Have been spoiled with some very good light reading. When I read the good stuff it makes me wonder why I waste my time with second- and third-tier nonsense! On the other hand, the hours must be whiled away some way or another - but I do think I will have a year sometime when I will only read novels I really really want to read, and that the rest of my reading should be narrative nonfiction etc.
Anyway, Deon Meyer's Cobra is superb - hard to imagine a better book in this sort of vein. Then I read a delightful trio of books on the recommendation of Charlie Stross: Max Gladstone's Craft books. I was slightly skeptical at first - it's purely personal preference, but I really always like it best when urban fantasy follows a single character as either first-person narration or third-person limited, it's part of my affinity for character- and voice-driven fiction - but was utterly won over. These books are great! Interestingly Deon Meyer is using a very similar form of narration, in terms of pacing and following a set of characters, though the books are in most other respects about as different as you could imagine.

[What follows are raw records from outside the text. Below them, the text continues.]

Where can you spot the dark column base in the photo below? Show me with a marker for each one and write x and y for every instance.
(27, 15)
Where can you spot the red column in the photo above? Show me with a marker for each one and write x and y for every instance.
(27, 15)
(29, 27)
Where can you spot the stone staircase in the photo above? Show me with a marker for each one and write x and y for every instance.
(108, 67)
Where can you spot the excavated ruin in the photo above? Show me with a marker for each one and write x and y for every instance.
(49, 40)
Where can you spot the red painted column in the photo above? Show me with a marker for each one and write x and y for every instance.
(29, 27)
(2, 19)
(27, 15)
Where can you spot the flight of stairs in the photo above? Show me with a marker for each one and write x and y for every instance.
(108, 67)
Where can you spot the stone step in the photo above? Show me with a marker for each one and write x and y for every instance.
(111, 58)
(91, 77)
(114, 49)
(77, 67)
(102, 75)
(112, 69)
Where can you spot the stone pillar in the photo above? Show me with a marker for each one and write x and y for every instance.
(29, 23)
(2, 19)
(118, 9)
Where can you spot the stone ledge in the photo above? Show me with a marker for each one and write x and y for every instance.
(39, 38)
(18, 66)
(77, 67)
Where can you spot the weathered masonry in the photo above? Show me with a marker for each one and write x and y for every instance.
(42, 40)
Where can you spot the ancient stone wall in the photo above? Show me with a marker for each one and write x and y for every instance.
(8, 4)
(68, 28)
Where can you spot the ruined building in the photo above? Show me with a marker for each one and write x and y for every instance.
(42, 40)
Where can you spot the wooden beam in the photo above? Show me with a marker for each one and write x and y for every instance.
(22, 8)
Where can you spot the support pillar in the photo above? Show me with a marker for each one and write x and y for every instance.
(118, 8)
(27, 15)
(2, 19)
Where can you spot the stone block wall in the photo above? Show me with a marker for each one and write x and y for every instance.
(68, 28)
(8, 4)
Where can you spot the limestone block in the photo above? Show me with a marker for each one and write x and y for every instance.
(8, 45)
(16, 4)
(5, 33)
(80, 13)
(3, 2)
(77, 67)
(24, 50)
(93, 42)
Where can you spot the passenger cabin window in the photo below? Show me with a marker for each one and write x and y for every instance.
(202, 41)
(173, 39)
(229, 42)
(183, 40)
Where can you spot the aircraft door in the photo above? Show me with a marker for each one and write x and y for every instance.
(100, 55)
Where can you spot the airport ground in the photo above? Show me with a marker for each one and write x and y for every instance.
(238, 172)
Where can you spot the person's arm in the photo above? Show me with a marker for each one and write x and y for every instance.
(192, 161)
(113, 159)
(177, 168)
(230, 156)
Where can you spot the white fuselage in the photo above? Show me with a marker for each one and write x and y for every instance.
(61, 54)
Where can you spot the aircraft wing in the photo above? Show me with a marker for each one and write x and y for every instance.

Just now halfway through a book I have been awaiting for a long time, Garth Nix's new Abhorsen installment Clariel. The original trilogy of Old Kingdom books, along with Philip Pullman's His Dark Materials trilogy, were the inspiration for The Explosionist and sequel: I kept haunting the shelves of the Bank Street Bookstore looking for something like and as good as those two sets of books, and when I couldn't find them, I thought I would just have to try and make something like that myself....
Closing tabs:
Nobody knows what running looks like.
Metadata scarf and cowl!
Medieval pet names (courtesy of Rivka).
Puggle production line? (Wishful thinking edition.)
Four years later, a lost African gray parrot is reunited with its former owner:
When Nigel vanished four years ago, he spoke with a cultivated British accent.
Little is known about where the African grey parrot went, what he did — or who he was with — in those missing years. But when he was reunited with his owner, Darren Chick, in Torrance last week, the British accent was gone and the bird was chattering in Spanish, often mentioning the name “Larry.”